Define your constraints and situations. Think of storytelling platforms (Instagram, Twitter, Facebook, Youtube) as designed apparatuses or networks. They come in different shapes and sizes; some have specific goals and features (i.e. constraints), while others are more general and flexible. Knowing these conditions can help you better develop a storytelling strategy and know which platforms best suit your story and audience.
It is important to know the appropriate tactics for each platform; each one has a unique means to form, tell, and deliver stories. This is known as storifying. As a digital storyteller, knowing these conventions helps to storify (to form or tell stories). For example, Twitter is primarily text-based. Short, text-based entries of 140 characters or less are the culture of the platform.
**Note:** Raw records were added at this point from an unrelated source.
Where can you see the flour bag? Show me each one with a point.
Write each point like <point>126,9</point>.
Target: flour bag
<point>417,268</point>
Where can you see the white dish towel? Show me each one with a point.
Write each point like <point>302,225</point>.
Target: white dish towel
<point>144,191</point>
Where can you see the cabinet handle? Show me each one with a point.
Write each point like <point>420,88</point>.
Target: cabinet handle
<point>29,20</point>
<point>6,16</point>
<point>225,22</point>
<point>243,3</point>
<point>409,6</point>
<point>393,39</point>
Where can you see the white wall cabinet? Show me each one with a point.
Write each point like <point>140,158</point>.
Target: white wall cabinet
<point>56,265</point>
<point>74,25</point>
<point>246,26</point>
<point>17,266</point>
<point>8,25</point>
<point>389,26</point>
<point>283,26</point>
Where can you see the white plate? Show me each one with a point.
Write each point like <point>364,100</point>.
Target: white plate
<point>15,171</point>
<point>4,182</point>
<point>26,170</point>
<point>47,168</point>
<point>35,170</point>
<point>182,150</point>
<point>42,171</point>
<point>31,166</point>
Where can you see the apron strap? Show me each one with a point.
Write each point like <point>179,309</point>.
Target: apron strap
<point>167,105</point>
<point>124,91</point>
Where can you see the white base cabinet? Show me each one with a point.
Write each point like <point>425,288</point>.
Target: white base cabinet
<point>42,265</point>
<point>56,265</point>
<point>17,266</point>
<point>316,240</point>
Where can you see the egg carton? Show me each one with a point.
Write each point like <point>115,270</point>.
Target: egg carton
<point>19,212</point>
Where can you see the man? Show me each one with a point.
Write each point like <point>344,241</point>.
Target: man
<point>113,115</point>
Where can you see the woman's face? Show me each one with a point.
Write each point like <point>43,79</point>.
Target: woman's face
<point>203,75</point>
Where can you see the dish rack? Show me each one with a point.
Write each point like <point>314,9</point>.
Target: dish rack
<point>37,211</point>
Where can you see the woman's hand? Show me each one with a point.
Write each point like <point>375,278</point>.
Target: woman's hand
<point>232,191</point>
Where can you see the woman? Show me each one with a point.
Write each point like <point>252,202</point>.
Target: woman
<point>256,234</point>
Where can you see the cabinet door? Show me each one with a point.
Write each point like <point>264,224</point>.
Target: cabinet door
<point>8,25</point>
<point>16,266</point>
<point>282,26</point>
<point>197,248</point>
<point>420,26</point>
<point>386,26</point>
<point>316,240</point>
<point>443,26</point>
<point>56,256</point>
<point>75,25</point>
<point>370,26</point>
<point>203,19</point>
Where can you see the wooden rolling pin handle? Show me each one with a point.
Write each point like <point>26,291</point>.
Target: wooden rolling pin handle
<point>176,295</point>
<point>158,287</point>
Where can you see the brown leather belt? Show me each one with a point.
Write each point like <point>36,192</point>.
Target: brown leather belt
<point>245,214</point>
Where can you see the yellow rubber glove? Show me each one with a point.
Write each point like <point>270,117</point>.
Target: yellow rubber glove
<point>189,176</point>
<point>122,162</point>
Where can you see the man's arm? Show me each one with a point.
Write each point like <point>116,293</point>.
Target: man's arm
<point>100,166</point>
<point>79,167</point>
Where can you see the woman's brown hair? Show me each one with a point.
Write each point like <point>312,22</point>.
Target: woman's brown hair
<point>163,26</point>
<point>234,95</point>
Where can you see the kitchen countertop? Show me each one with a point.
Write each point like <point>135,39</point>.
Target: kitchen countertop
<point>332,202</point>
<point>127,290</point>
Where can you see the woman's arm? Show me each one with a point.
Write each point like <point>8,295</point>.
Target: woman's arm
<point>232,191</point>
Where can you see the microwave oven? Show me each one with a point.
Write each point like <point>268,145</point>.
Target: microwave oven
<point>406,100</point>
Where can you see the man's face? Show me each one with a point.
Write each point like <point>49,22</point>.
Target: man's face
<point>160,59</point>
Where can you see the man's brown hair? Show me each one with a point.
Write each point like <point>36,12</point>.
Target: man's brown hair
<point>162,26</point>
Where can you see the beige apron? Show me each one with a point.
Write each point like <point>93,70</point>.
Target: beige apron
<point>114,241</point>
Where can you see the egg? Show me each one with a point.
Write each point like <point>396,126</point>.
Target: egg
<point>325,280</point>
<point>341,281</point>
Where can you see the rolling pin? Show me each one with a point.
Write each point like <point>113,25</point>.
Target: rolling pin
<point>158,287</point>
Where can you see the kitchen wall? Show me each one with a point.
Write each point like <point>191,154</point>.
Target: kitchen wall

Facebook has a culture of sharing videos and images. Going with the flow, according to the culture of the platform, can help to engage audiences.
Long-form storytelling platforms enable introspection and meaningful storytelling that creates impact (Jonathan Harris, July 2011). A medium or environment that houses, distributes, and facilitates stories that help individuals learn, reflect, and empathize is “long-form.” This differs from platforms like Twitter, where information, more ephemeral and short-form, accumulates, trends, and eventually disappears.
A long-form example would be Jonathan Harris’ website and storytelling platform, Cowbird (2011), an online “community for storytellers focused on a deeper, longer-lasting, more personal kind of storytelling.” Cowbird works as a social network and digital archive of photographs, timelines, sound maps and text; here, users post stories that help shape and share the human narrative to tell their collective story.
The design of Cowbird promotes this and forces the user to contemplate via their connections. The homepage of the site invites visitors to explore; stories, indicated by a central photograph, cluster on the page like Polaroids scattered on the floor. You can navigate them through people - a tagged audience - and how they identify with others, as opposed to a feed (or stream of information) that devalues long term content.
Defining the constraints of a medium helps to develop a storytelling strategy (i.e. which media platforms best suit your story and engage your audience). Breaking with conventions, however, can make for a unique effect that stirs things up; interesting and unexpected things can happen when you go against the culture of a platform.